Now that you’ve updated your resume and prepared your value portfolio to share in interviews, there’s one more step: writing an attention-grabbing cover letter. Just when you thought the hard work was done …
While your resume explains the “what” of your career experience, a cover letter is your opportunity to explain the “how” and “who” behind those amazing results. The goal is to convince the reader - usually the recruiter or hiring manager - that you’re the best fit for the job.
The secret is to do it quickly. You have less than 8 seconds to grab a recruiter’s attention. But no need to worry, we're here to help — our Cover Letter Template is designed to help you stand out and make those 8 seconds really count.

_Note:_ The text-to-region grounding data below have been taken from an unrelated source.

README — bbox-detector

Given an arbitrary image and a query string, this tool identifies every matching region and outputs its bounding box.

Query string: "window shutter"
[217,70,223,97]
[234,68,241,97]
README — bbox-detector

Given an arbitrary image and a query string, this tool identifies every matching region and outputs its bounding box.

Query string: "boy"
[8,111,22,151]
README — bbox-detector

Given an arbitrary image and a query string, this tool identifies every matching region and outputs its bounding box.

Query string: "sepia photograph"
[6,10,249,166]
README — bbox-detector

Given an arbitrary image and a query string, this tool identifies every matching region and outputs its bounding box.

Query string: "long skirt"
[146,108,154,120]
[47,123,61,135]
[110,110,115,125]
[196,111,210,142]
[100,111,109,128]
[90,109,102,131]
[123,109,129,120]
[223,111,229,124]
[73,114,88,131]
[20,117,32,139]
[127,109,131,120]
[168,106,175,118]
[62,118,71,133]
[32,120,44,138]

Download the Cover Letter Template and follow the tips below to get started!
Attention-grabbing cover letters are the difference between your resume being flagged for follow-up or filed away indefinitely. The best cover letters all follow a very simple format: introduction, experience, matchmaking and a call-to-action.

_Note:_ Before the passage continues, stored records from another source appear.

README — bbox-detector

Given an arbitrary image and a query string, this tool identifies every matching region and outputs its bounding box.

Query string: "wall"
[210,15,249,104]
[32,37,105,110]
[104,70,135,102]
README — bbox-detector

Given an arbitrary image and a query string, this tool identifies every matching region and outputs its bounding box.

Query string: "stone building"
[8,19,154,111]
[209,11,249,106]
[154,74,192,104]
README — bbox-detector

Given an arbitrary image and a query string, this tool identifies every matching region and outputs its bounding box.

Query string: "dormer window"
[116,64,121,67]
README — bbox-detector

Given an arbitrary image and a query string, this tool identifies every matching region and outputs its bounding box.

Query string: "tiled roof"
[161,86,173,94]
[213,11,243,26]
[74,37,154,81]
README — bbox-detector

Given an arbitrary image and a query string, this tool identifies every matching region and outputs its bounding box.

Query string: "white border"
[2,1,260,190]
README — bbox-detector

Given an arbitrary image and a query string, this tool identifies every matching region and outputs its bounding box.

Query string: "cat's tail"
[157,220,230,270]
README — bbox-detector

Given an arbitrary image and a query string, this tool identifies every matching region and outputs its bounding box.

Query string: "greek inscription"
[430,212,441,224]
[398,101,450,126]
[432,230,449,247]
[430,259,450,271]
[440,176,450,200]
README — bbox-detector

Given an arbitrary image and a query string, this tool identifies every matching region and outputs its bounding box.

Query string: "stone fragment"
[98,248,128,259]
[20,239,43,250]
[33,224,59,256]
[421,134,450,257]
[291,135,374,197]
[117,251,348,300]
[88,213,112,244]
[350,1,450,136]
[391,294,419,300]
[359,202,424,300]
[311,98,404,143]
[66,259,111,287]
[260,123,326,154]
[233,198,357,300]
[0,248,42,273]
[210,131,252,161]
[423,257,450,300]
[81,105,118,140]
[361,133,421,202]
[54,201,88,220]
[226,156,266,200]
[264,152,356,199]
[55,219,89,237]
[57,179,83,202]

Open your letter by addressing the reader by name whenever possible. If the job listing doesn’t specify who to send a letter to directly, try using LinkedIn to discover the name of the hiring manager. If that doesn’t work, try to be as specific as possible with a greeting like:
Dear [Department] Hiring Manager
Dear [Department] Team
Dear [Company Name]
Next, use your first paragraph to introduce yourself to the reader. Your "Why Me?" statement is a great framework for this. Make your introduction specific to the company and role you are applying for.
Include information like the title of the position, a brief description of who you are and your experience, and what makes you a good fit. If you heard about the position from a networking contact, be sure to include this referral in your introduction.
Use your second paragraph to share two to three specific accomplishments that relate to the job you are applying for. Your value portfolio is a great source to pull examples from.
Avoid simply restating the bullet points from your resume. Remember, your cover letter is a way to explain your experience in more detail than your resume. You can use this space to paint a picture for the reader about a challenge you overcame and the results you produced.
The examples you share should relate directly to the job’s requirements. Think about the skills the job you are applying for requires and select examples that demonstrate those skills in action. It’s okay if your experience is in a different industry. In fact, this letter is a great place to explain how your skills can be directly applied in this new role.
In your next paragraph, it’s time to make it clear to the reader that you’re the best woman for the job. Focus on what makes you uniquely qualified for the role. Explain the specific value you bring to the role based on your experience, skills and approach.
This paragraph is also a great spot to address a career pause, especially a longer one. Simply acknowledge the skills you’ve been building (scheduling, organization, management, leadership) and express how they will directly benefit the company in this new role.
Conclude your cover letter by stating your enthusiasm for the company and the position. Then, extend an invitation to connect rather than saying something passive like, “I look forward to hearing from you.” Instead, try “I’m available to discuss this position with you on the phone later this week.”
Tips for great cover letters
✔️ Address the recipient by name. ✔️ Customize your introduction and experience to the job. ✔️ Provided detailed information that’s different from your resume. ✔️ Include your contact information: email, phone number, and website if applicable. ✔️ Proofread, proofread, proofread.
Showcase your personality
Remember, your goal is to grab the recruiter’s attention in less than 8 seconds. When there are hundreds of letters crossing a recruiter’s inbox, you’ve got to make an impression quickly.
Your opening sentence should immediately convey your experience while also showcasing your personality. If you’re naturally a problem-solver and witty, give the recruiter a taste of that by acknowledging you’re the best fit to solve the company’s empty spot on their org chart by bringing X-Y-Z experience to the role.
If you’re wondering how far to push it with your personality, keep the tone of the job description in mind. Some industries are more open to fun, quirky statements. You can even write a few openers and pass them through a friend to review.
Every word counts so re-read each example and ask yourself if you can use a more specific or more action-oriented word. Beware of over-using common keywords. Instead of describing yourself as creative, can you say imaginative? Do you “invent” instead of “pivot”? Instead of project managing, can you say you “led a new initiative”?
Lastly, be sure to proofread your letter before sending it, even if you’ve sent the same version to another recruiter. Ask a friend to double check your work, too. It’s a simple step that can enhance a recruiter’s first impression. And as the saying goes, you never get a second chance to make a first impression.